Dit artikel gaat in op het onderwerp Max Pohlenz, dat tegenwoordig zeer relevant is geworden. Vanaf het begin tot aan de implicaties ervan in de huidige samenleving is Max Pohlenz het onderwerp geweest van studie en debat op verschillende gebieden. Door de geschiedenis heen heeft Max Pohlenz een fundamentele rol gespeeld in de ontwikkeling van de mensheid, waarbij het de cultuur, de politiek, de economie en het dagelijks leven van mensen heeft beïnvloed. Door middel van een gedetailleerde analyse zullen de verschillende facetten van Max Pohlenz, het belang ervan in de huidige context en de impact ervan in de toekomst worden onderzocht.
Max Pohlenz (Hänchen, 30 juli 1872 - Göttingen, 5 januari 1962) was een Duits hellenist, die zich met name heeft beziggehouden met het Oud-Griekse geestesleven[1].
Max Pohlenz is in 1892 klassieke filologie gaan studeren, eerst in Erlangen en Berlijn, daarna te Göttingen bij Ulrich von Wilamowitz-Moellendorf. Van 1898 tot 1906 was hij leraar aan de Hohenzollern Schule in Berlijn. Op 1 april 1906 werd hij aangesteld als buitengewoon hoogleraar in Göttingen. In 1916 werd hij gewoon hoogleraar, als opvolger van Paul Wendland. In 1937 ging hij met emeritaat, al wilde hij wel doorgaan met colleges geven. Een conflict met de universiteitsleiding en het ministerie stond dit in de weg. Na afloop van de oorlog trad hij weer aan als docent, ondanks zijn emeritaat, en hield dit vol tot 1952. Hij heeft 45 dissertaties begeleid.
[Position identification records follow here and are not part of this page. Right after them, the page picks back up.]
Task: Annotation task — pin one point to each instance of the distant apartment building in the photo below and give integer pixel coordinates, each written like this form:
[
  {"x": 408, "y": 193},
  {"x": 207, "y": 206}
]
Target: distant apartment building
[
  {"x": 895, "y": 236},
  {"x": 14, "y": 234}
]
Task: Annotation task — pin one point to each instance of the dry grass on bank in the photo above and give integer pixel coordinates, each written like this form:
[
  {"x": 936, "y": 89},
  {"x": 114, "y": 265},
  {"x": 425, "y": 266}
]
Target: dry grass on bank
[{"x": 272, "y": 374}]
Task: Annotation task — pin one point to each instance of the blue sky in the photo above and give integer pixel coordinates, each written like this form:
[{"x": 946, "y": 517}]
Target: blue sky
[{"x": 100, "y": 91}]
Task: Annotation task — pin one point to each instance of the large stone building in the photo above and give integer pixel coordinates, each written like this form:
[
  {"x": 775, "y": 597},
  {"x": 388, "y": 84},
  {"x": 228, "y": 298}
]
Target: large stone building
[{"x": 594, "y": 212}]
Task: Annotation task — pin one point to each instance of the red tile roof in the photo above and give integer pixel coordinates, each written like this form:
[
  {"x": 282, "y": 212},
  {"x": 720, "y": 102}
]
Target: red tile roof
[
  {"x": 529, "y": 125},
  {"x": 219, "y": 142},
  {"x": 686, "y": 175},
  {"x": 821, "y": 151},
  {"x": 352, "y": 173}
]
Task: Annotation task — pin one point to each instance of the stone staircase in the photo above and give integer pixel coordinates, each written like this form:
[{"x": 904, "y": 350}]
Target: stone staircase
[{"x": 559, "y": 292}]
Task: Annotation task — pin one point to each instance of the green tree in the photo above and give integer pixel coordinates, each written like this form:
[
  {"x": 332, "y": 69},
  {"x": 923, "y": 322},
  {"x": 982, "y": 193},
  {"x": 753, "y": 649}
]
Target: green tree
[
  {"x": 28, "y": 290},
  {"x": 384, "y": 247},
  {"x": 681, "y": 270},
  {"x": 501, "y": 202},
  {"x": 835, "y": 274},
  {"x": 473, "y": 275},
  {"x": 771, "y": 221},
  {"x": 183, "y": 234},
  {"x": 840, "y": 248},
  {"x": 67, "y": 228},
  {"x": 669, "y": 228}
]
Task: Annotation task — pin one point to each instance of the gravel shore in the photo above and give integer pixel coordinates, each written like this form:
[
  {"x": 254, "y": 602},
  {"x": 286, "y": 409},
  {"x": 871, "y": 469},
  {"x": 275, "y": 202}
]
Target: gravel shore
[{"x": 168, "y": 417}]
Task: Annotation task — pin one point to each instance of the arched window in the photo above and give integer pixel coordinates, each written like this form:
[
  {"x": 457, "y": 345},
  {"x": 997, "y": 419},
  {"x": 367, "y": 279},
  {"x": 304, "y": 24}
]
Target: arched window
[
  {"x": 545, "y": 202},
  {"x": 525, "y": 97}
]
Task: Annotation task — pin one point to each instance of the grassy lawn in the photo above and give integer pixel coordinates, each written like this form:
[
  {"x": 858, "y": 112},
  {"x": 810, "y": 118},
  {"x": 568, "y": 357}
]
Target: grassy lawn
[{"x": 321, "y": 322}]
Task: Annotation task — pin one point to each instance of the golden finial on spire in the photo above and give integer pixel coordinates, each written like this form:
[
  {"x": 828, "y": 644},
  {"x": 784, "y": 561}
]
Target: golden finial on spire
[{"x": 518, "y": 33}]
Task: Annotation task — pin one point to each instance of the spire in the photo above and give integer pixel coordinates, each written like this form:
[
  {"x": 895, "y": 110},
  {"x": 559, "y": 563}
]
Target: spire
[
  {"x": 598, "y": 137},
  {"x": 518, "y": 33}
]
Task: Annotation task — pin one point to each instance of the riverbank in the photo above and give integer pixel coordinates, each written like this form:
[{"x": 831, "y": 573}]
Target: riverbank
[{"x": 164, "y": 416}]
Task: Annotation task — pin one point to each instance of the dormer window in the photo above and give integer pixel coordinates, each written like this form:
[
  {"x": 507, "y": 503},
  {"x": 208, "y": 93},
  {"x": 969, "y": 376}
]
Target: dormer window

Met name de filosofie der stoïcijnen had Pohlenz' levenslange aandacht. Dit begon met zijn proefschrift over Posidonius uit 1898[2], en vond verder zijn beslag in tekstuitgaven van Cicero en Plutarchus (belangrijke bronnen voor onze kennis van de Stoa), in artikelen over de taalkunde van Stoïcijnen, over Cleanthes' Hymne aan Zeus en over Seneca's dialogen, naast talloze recensies van werken die over dit onderwerp verschenen[3]. Deze levenslange belangstelling culmineerde in wat zijn bekendste werk zou worden: Die Stoa. Geschichte einer geistigen Bewegung, waarin hij deze filosofie schetste als een geestelijke stroming van een ongeëvenaarde breedte. Beginnend met een gedetailleerde beschrijving van de leer van de oude Stoa, behandelt hij vervolgens de midden-Stoa en de betekenis daarvan binnen het geestelijk leven te Rome, om daarna over te gaan naar Philo, de Gnosis en de kerkvaders. Een gedetailleerde inhoudelijke bespreking combineert hij steeds met schetsen van de individuele filosofen.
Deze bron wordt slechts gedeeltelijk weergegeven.